Risks of DIY Tampons
We’ve all been caught with no sanitary products left in the drawer when that time of the month surprises us. One quick solution is to put toilet paper in our underwear until we can go to the store to buy some tampons or pads.
But have you ever thought about making your own tampon? Perhaps for price or convenience, some people have tried making their own DIY tampons. It is even seen as a handicraft on some social media sites. However, doctors have advised against using homemade products instead of the real thing. They have warned that their use could lead to infection or the materials could even partially disintegrate inside you.
Using DIY tampons can cause toxic shock syndrome (TSS) caused by a bacterial infection and can lead to death.
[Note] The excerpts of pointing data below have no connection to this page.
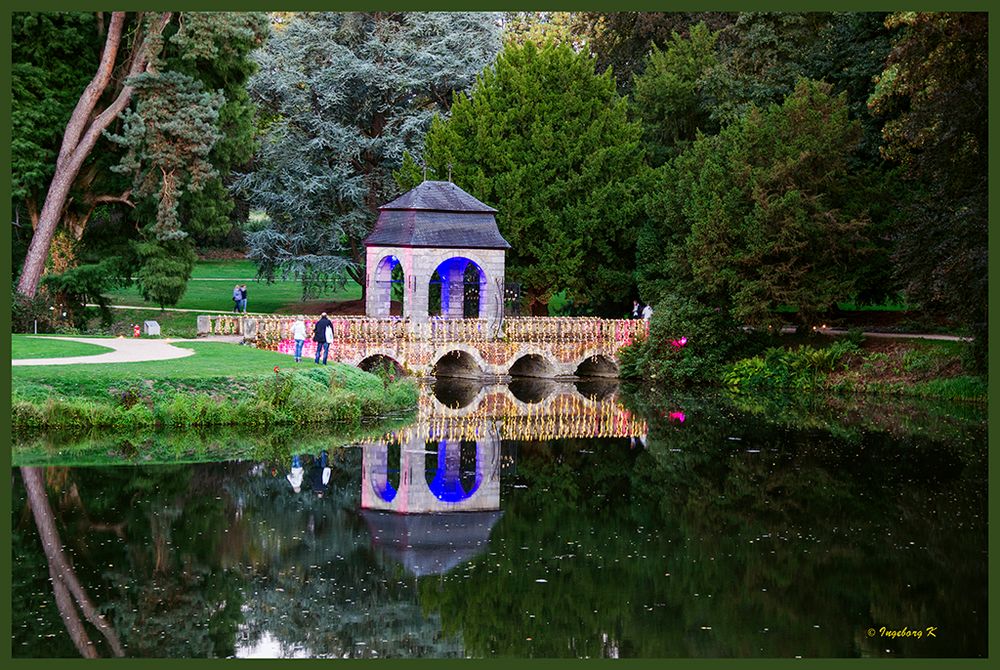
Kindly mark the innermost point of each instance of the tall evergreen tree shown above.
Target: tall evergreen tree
(765, 214)
(146, 66)
(343, 97)
(668, 96)
(933, 96)
(546, 140)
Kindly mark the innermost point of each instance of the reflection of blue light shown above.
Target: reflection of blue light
(388, 492)
(447, 484)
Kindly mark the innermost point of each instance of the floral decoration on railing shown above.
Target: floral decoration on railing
(566, 416)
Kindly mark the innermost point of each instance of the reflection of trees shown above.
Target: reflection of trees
(789, 530)
(69, 593)
(163, 590)
(691, 546)
(316, 584)
(212, 557)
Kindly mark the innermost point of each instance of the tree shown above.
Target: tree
(766, 214)
(547, 142)
(763, 55)
(622, 40)
(156, 62)
(668, 97)
(343, 97)
(84, 130)
(933, 97)
(538, 27)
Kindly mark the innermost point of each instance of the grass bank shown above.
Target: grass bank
(22, 346)
(221, 385)
(211, 289)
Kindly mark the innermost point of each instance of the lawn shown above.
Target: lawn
(211, 289)
(25, 346)
(211, 361)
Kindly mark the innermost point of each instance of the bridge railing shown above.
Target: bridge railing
(268, 331)
(617, 332)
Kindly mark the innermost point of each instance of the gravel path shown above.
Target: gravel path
(126, 350)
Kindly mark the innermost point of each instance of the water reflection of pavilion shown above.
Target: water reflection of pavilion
(430, 492)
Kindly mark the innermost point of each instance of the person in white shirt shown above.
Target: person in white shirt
(295, 476)
(299, 335)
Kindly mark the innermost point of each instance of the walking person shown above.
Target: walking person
(295, 476)
(299, 335)
(322, 334)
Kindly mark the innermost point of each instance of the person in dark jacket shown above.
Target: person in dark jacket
(321, 336)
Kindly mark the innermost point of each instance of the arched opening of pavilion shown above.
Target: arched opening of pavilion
(387, 287)
(455, 289)
(449, 251)
(457, 363)
(452, 469)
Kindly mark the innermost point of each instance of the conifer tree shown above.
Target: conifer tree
(546, 141)
(343, 96)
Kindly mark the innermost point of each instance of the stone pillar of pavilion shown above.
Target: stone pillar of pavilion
(436, 227)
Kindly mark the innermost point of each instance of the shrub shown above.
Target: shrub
(711, 339)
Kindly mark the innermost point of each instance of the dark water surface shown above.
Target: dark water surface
(541, 523)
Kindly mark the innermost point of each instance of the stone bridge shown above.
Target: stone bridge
(543, 347)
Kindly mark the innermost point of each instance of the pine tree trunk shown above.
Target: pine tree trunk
(79, 139)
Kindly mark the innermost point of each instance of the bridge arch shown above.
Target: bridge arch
(384, 469)
(596, 364)
(533, 362)
(453, 469)
(458, 360)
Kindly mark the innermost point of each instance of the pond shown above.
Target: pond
(535, 520)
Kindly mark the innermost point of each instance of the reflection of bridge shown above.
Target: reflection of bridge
(451, 460)
(546, 347)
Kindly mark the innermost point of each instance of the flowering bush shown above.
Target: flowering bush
(688, 342)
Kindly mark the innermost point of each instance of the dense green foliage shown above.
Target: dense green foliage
(546, 141)
(154, 184)
(670, 98)
(765, 214)
(342, 96)
(933, 95)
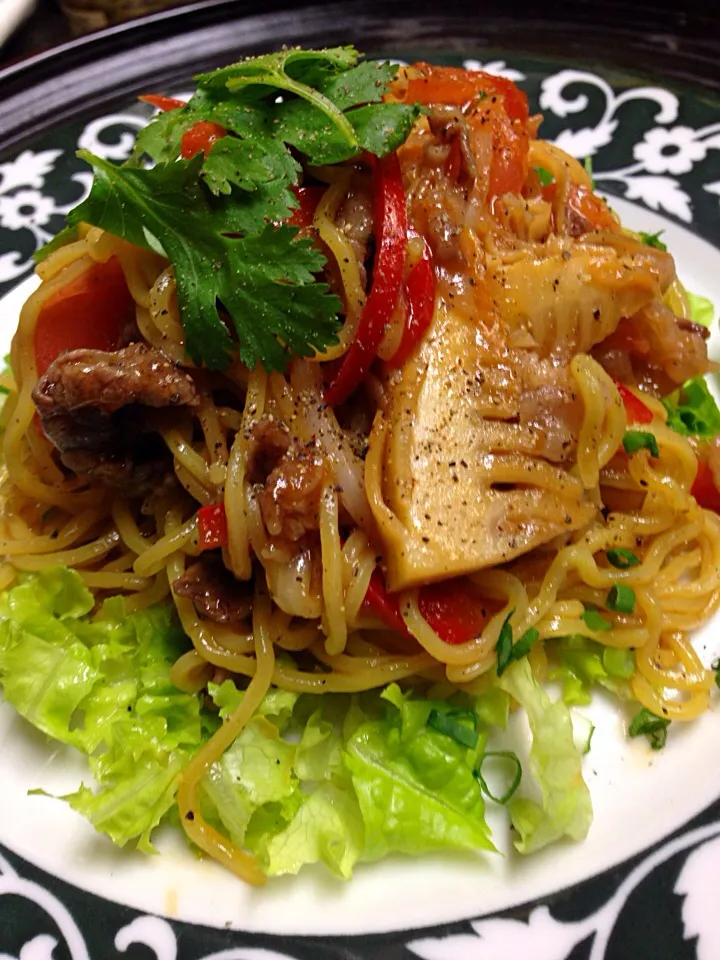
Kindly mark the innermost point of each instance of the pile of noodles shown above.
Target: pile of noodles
(50, 517)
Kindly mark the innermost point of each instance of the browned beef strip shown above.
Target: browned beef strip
(94, 408)
(215, 592)
(289, 480)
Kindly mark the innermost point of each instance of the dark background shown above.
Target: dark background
(673, 23)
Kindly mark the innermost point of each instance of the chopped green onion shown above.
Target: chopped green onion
(619, 662)
(593, 619)
(526, 641)
(503, 647)
(621, 558)
(635, 440)
(653, 239)
(654, 727)
(701, 309)
(621, 599)
(448, 724)
(544, 176)
(501, 755)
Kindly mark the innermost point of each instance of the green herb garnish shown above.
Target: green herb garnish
(621, 598)
(619, 662)
(544, 176)
(507, 651)
(595, 621)
(635, 440)
(622, 559)
(654, 727)
(216, 217)
(701, 309)
(503, 647)
(450, 723)
(516, 778)
(653, 239)
(692, 410)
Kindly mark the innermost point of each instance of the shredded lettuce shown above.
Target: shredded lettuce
(692, 410)
(103, 686)
(566, 809)
(334, 779)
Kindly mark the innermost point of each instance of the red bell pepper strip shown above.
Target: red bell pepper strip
(420, 290)
(212, 526)
(454, 613)
(704, 488)
(391, 225)
(90, 312)
(200, 138)
(384, 605)
(635, 409)
(453, 86)
(308, 199)
(160, 102)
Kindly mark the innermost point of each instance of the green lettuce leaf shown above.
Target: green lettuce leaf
(582, 662)
(104, 687)
(556, 763)
(417, 793)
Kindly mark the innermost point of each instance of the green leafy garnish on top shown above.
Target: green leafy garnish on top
(692, 410)
(242, 273)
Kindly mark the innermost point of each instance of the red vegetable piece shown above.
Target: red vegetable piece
(420, 290)
(160, 102)
(384, 605)
(212, 526)
(453, 86)
(90, 312)
(635, 409)
(450, 608)
(704, 489)
(391, 225)
(308, 199)
(200, 138)
(453, 611)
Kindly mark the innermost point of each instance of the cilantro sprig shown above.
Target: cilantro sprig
(239, 275)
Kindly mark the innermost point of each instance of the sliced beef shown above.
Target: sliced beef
(290, 478)
(94, 407)
(216, 593)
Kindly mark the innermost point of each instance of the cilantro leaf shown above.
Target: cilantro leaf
(264, 281)
(248, 164)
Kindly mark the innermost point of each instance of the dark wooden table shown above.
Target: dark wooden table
(47, 27)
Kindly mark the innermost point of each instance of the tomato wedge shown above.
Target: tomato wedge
(704, 489)
(454, 612)
(456, 87)
(635, 409)
(212, 526)
(420, 290)
(391, 227)
(90, 312)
Using homemade tampons increases this risk of TSS as these tampons are not as sterile as regular tampons and have not been through the same rigorous testing process.
Below you will find a guide on the best sustainable alternatives to tampons that are safe and easy to use.
1. Menstrual Cup
A menstrual cup (available on Amazon**) is a silicone based, cup-shaped item which is inserted into the vagina during your period. You fold it in on itself before inserting, so it then opens up after insertion. The cup collects your menstrual blood, you then gently pull the end of the cup to remove it and pour the contents down the toilet. Simply wash the cup and use it again!
Ideally it should be washed in boiling water with soap. This may not be possible, so if you’re not at home a rinse is suitable. Learn more about how to clean your menstrual cup the natural way.
2. Period Panties Are Hassle-Free Tampon Alternative
Period panties look like regular panties, but they are designed with absorbent layers. This means you don’t need to wear any other sanitary products and there are no leaks. After wearing, simply rinse in cold water, in the washing machine or hand wash as normal and air dry. There are many different designs and sizes available to suit everyone. One brand available on Amazon**, Modibodi, even have a range for tweens and teens.
3. Reusable Sanitary Pads
They are the same shape as disposables, but they’re made from fabric that can be washed and used again. They come with a button to secure the pad in place and there are range of sizes available to suit your flow. You can choose from a variety of cute and colourful designs. GladRags, available on Amazon**, have an organic cotton and bamboo fiber range. To wash simply soak in cold water and then machine wash on a cool setting.
4. Reusable Menstruation Disc as an Alternative to Tampons
The menstrual disc is slightly smaller than the menstrual cup, but works in a similar way. It is folded and inserted, but the positioning is slightly different to the cup, this means that it’s possible to have sex while using it. Clean in the same way as the menstrual cup after disposing of the contents in the toilet. Lumma, available on Amazon**, have a range of colours and three sizes available.
5. Organic Tampons
If those alternatives are not for you and you’d like to stick with tampons, check out our list of best organic tampon brands. In general, most organic tampons use 100 percent organic cotton, which makes them biodegradable, apart from the string.
The plastic applicator is usually not biodegradable. So there are less chemicals in organic tampons, making them better for the environment and they will help to reduce your carbon footprint.